Mud Pit 101: Welcome to the Spring Semester

I realize I have not updated this in awhile. I also realize that I have yet to finish my report on the Holy Land Experience nor have I reported on my first semester at LTSP or the start of my second. With a brand new schedule, five new classes, and a new travel schedule between NYC and Philadelphia, I have yet to figure out a study/work/church/family schedule that works for me yet. And I’m already behind in my reading (but just so). I will write more later but I would just like to say that I am enjoying the fact that the snow piles are finally melting and mud pits are filling the seminary campus. It almost feels as if spring is actually coming soon.

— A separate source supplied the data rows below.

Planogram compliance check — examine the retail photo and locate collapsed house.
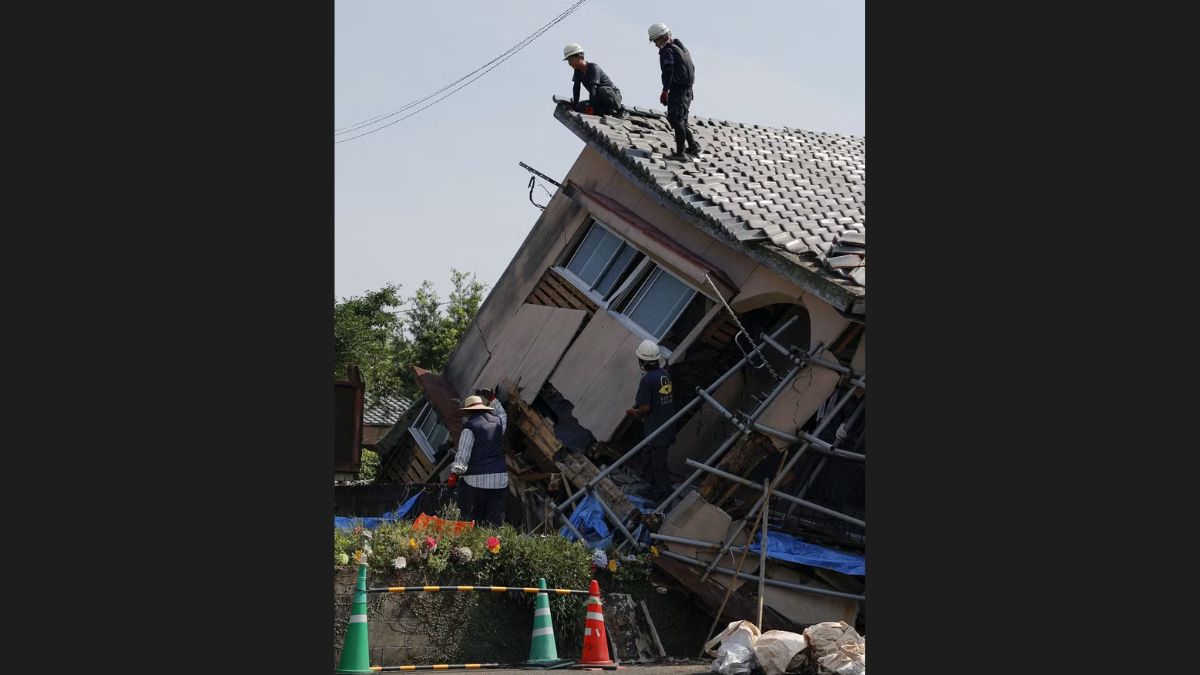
[377,99,866,629]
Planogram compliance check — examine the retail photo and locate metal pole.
[696,387,746,431]
[755,478,770,628]
[588,488,641,548]
[754,422,866,461]
[784,393,866,504]
[659,551,866,601]
[517,162,563,187]
[554,499,588,544]
[654,355,824,513]
[700,387,866,581]
[554,316,798,513]
[686,453,866,526]
[762,335,865,388]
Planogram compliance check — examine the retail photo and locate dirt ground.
[336,661,709,675]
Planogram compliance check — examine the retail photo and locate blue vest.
[462,412,509,476]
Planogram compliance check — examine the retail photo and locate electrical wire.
[334,0,588,144]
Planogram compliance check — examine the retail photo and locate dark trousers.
[575,86,622,115]
[458,479,509,527]
[667,89,700,154]
[642,446,674,496]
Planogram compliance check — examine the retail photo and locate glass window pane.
[566,225,622,286]
[659,293,714,351]
[421,406,438,438]
[571,229,622,286]
[428,424,450,453]
[595,244,637,294]
[628,269,695,339]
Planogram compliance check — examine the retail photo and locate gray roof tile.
[556,107,866,286]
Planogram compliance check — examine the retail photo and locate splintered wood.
[500,381,634,526]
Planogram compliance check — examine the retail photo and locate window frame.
[408,401,450,462]
[552,214,716,358]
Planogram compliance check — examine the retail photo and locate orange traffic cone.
[571,579,617,670]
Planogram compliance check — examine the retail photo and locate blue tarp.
[750,530,866,575]
[558,495,654,549]
[334,490,421,530]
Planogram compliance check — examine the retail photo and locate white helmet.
[563,42,583,61]
[637,340,662,362]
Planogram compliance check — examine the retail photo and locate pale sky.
[334,0,866,299]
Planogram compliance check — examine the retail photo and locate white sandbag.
[754,631,809,675]
[704,620,761,675]
[804,621,866,675]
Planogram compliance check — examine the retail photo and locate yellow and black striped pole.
[371,663,500,671]
[334,555,371,673]
[367,586,588,596]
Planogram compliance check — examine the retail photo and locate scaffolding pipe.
[554,315,799,514]
[700,379,865,581]
[755,478,770,626]
[784,401,866,502]
[754,422,866,461]
[654,357,824,513]
[696,387,746,431]
[659,551,866,601]
[762,335,866,389]
[686,459,866,527]
[588,488,641,549]
[554,510,588,544]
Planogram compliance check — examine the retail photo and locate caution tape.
[367,586,588,596]
[371,663,500,671]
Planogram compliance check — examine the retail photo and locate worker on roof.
[625,340,676,498]
[649,23,701,160]
[446,388,509,527]
[563,42,625,118]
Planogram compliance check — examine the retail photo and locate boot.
[667,141,691,162]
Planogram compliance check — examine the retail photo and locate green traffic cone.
[334,556,374,673]
[521,579,574,669]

My first impression, however, of this new semester is that it will be harder than my last. I am in class quite a bit more, my responsibilities at my Field Experience site has increased, and the classes are quite a bit more challenging because we are covering areas of study that I am just not well grounded in. And I think one of the most obvious signs of this, in terms of language, is how often the phrase “in confirmation class, you did ” is used in sermons and in lectures. My first thought is always, always, “I never went to confirmation.” It’s a fun phrase that is used, usually, to ground the community in a common experience but it can also be a tad alienating. It highlights a common experience that I do not have. That is not necessarily a bad thing but it’s a reminder that I’m not just learning the language of scriptures, the language of theology, the language of pastoral care, but also the language of the “ideal” common Lutheran experience. And it’s an interesting experience especially when thought of in regard to doing ministry to people without that same faith language. It’s quite easy to get stuck in that language unconsciously. And I think I fall into that trap more than I should.